São estes, normalmente, que alimentam as brincadeiras. O cantor Toquinho é um
dos alvos dos amigos. Preocupado com a saúde, ele carrega seus remédios para
todos os lugares por onde viaja. “É por precaução”, diz ele. “Sou um
hipocondríaco saudável”, completa, bem-humorado. Para o psicanalista Rubens
Volich, professor do Instituto Sedes Sapientiae, de São Paulo, as queixas
dessas pessoas também devem ser levadas a sério. “Qualquer sintoma exige
respeito, mesmo que seja bizarro”, garante.
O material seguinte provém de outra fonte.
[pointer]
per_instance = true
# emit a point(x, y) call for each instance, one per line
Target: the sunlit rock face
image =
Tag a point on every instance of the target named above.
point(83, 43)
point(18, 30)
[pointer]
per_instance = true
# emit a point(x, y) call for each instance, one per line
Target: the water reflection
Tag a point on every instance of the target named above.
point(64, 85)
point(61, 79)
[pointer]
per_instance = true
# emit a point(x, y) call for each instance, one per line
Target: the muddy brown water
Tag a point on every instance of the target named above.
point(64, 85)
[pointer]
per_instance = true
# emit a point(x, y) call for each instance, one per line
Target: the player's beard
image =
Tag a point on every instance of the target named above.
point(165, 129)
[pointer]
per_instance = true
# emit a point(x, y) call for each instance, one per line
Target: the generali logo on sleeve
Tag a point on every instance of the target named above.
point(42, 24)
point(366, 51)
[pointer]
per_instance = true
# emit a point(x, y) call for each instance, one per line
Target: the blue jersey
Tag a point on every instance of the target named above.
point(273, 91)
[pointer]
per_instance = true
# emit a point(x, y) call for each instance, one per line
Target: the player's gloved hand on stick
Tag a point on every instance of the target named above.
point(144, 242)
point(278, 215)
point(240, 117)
Mas é comum que os médicos se irritem ao
deparar com um paciente cheio de lamentações, porém sem sintomas reais. E
muitos profissionais cedem às queixas. “Já vi o caso de uma pessoa que
sofreu seis cirurgias porque conseguiu convencer o médico de que estava com
algo muito sério”, conta Miguel Jorge. Este é um sério problema. Como
diagnosticar a hipocondria e evitar a ocorrência de casos assim? Ainda não há
uma receita. Cabe ao médico usar toda a sua sensibilidade. “Em geral, o
hipocondríaco chega no consultório com uma pasta enorme onde guarda seus
exames. Ele não sabe o que procura. Busca uma doença”, conta o neurocirurgião
Alexandre do Amaral, coordenador do Centro Multidiscplinar da Dor, no Rio de
Janeiro.
Volich, autor do livro Hipocondria:
impasses da alma, desafio do corpo (Ed. Casa do Psicólogo), acredita que a
maioria dos profissionais de saúde ainda ignora o hipocondríaco. Para ele,
parte dessa negligência se deve às atuais condições de atendimento. Por ter
pouco tempo para a consulta, o médico mal ouve o paciente, optando por fazer
uma bateria de exames para diagnosticar a “doença”. Sem encontrar nada de
errado, ele prefere encaminhar o caso para outro especialista. E assim o
hipocondríaco inicia a peregrinação por consultórios. Felizmente, há
esperança de que isso mude. “Bem devagarinho, os médicos estão prestando
atenção ao sofrimento de dimensão psíquica”, afirma. Segundo o
psicanalista, a hipocondria vai além do transtorno. “Cada vez mais o corpo se
presta a uma forma de representação, um modo de comunicação. Muitas
dificuldades na vida se manifestam pela via corporal”, explica. Quando a
pessoa passa a se sentir doente sem motivo é possível entender o problema como
um pedido de atenção. “O ideal seria que o médico perguntasse a história
de vida desse paciente, o que ocorreria numa consulta clássica”, afirma.
Desse modo, o profissional pode descobrir que as queixas nasceram de uma experiência
marcante e mal resolvida. Ou seja, se a pessoa evita lidar com o problema,
talvez o corpo seja obrigado a se expressar. E na forma de dor.